The Eyes Have It
May 12, 2009
I interrupt the current series with an emergency alert public service announcement.
On Mother’s Day, I attended an all day symposium on the work of Ernest Becker. (Everyone there was much smarter than I am.) One of the main topics was Internet addiction. Log off immediately.
My wife dropped me off and spent the day with Mama (Random Daughter) and Random Granddaughter. In the evening to celebrate all the mothers: Mrs. Random, Random Daughter (co-Mom/Mama), Out-of-law partner (co-mom/birth mom/Mommy), Random Granddaughter (a very good mom to her doll), and Sylvie the world’s most extroverted cat (who would be a wonderful mom if she hadn’t been fixed).
I learned that RG (child genius) now knows how to play chess. I played one game with her. She indeed knows all the moves (well, she is a little shaky on castling, but she knows how to move a knight which is no easy move to grasp as it sidles sideways and forward) and she knows that a pawn gets promoted if it reaches the final row. RG will probably be promoted to high school after kindergarten.

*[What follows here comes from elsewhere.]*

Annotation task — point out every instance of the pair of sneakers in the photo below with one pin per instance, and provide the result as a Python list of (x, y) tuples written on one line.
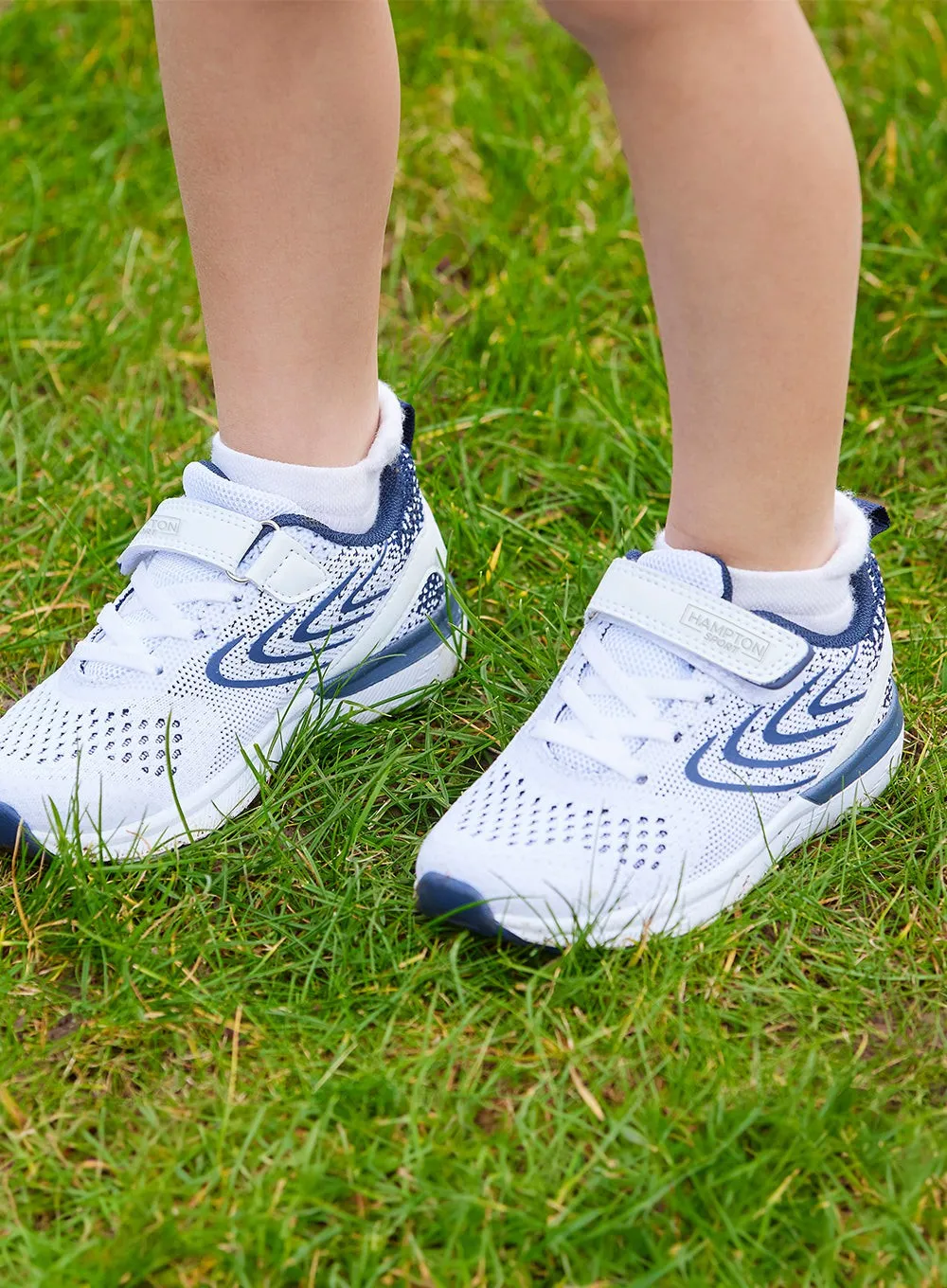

My father was a very fine chess player (probably Master level if he had stuck with it after being a child prodigy), but of course, RG has no genetic link to my family, unless genetics is even stranger than I thought. Well, we do live in modern times where a black person became president. What is that all about. Weren’t black people slaves just yesterday?
RG knows the moves (which she learned in preschool), but doesn’t have much idea of strategy yet. However, that will come by the age of 6, and by 7 she will have me in checkmate.
However, Random Daughter just called to let us know that RG has just come down with “pink eye” (also known as conjunctivitis). I think I spelled it correctly. Whatever kills me I want the label on my tombstone to be correct. This disease is highly infectios and can be viral or bacterial. With our luck, RG, child genius, will be viral in one eye and bacterial in the other eye.
“At least she doesn’t have swine flue,” I said (always the optomist).
After reading this post, wash your hands before bringing your hands near your face. You thought I was kidding when I told you to log off immediately. They also said that online communication is a way of shouting to the world, I EXIST! NOTICE ME! RESPOND TO ME!